Ingredion Incorporated’s trailing 12 months profit per share was $5.15

PE Ratio

Ingredion Incorporated’s trailing 12-month price-to-earnings ratio is 18.62. The purchaser of the shares is investing $18.62 per dollar in annual earnings.

For the 12 trailing months, the company’s return-on-equity, which is a measure of the business’ profitability relative to shareholders’ equity, was 15.13%.

5. Global Self Storage (SELF)

11.2% sales growth and 6.31% return on equity

Global Self Storage is a self-administered and self-managed REIT that owns, operates, manages, acquires, develops and redevelops self-storage properties. The company's self-storage properties are designed to offer affordable, easily accessible and secure storage space for residential and commercial customers. Through its wholly owned subsidiaries, the company owns and/or manages 13 self-storage properties in Connecticut, Illinois, Indiana, New York, Ohio, Pennsylvania, South Carolina, and Oklahoma.

Earnings per Share

Global Self Storage’s trailing 12 month EPS is $0.29.

PE Ratio

Global Self Storage’s trailing 12 months earnings to price ratio is 18. The purchaser of the shares is therefore investing $18 per dollar in annual earnings.

For the 12 trailing months, the company’s return-on-equity, which is an indicator of the business’ profitability relative to shareholders’ equity, was 6.31%.

Volume

Today’s last reported volume for Global Self Storage is 10377 which is 73.35% below its average volume of 38950.

Annual Top and Bottom Value

Global Self Storage stock was valued at $5.22 (00:22 EST) at the time of writing. This is lower than its 52 week high of $7.36, and more than its low 52-week of $4.76.

Revenue growth

The year-over-year revenue growth was 13%. It now stands at 11.65M in the 12 trailing months.

Sales Growth

Global Self Storage’s sales growth is 8.4% for the present quarter and 11.2% for the next.

6. Equity Residential (EQR)

9% sales growth and 11.64% return on equity

Equity Residential is committed to creating communities where people thrive. The Company, a member of the S&P 500, is focused on the acquisition, development and management of residential properties located in and around dynamic cities that attract high quality long-term renters.

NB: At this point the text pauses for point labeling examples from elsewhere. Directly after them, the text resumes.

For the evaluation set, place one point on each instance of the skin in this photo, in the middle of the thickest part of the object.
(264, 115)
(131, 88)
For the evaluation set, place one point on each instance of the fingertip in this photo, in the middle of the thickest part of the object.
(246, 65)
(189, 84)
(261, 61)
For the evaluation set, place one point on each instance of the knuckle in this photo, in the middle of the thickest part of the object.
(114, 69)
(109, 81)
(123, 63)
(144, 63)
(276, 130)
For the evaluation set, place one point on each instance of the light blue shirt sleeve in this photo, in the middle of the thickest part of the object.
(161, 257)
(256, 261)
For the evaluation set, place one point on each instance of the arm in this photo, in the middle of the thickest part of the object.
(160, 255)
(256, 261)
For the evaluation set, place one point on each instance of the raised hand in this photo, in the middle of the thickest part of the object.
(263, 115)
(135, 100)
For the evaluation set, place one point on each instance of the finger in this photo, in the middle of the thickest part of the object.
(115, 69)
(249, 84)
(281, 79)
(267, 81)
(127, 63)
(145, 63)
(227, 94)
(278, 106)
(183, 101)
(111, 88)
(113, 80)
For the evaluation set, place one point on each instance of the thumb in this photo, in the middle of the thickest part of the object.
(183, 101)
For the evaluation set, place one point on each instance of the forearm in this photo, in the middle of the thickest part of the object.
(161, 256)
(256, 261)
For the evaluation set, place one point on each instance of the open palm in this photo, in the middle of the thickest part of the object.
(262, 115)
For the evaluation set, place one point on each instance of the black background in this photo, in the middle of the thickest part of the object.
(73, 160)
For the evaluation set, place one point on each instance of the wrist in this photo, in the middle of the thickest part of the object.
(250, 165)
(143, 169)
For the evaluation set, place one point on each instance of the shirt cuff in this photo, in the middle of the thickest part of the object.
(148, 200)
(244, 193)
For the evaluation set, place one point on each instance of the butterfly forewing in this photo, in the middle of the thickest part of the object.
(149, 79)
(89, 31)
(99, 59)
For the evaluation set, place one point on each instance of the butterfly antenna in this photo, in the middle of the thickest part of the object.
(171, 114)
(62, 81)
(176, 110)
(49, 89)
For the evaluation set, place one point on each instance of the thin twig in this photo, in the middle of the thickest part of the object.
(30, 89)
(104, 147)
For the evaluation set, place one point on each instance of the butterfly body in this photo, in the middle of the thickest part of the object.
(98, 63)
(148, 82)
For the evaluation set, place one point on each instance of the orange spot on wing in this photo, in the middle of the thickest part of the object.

Equity Residential owns or has investments in 305 properties consisting of 78,568 apartment units, located in Boston, New York, Washington, D.C., Seattle, San Francisco, Southern California and Denver.

Earnings Per Share

As for profitability, Equity Residential has a trailing twelve months EPS of $1.77.

PE Ratio

Equity Residential has a trailing twelve months price to earnings ratio of 35.83. Meaning,
the purchaser of the share is investing $35.83 for every dollar of annual earnings.

The company’s return on equity, which measures the profitability of a business relative to shareholder’s equity, for the twelve trailing months is 11.64%.

Dividend Yield

According to Morningstar, Inc., there will be a next dividend payment on Jun 23, 2022. The forward dividend rate for 2020 is estimated at 2.46, and the forward dividend yield at 3.13%.

Growth Estimates Quarters

The company’s growth estimates for the current quarter and the next is a negative 71.3% and a negative 72.1%, respectively.

Annual Top and Bottom Value

Equity Residential stock was valued at $63.53 as of 00:23 EST. This is lower than its 52 week high of $94.32 but higher than its 52 week low of $59.32.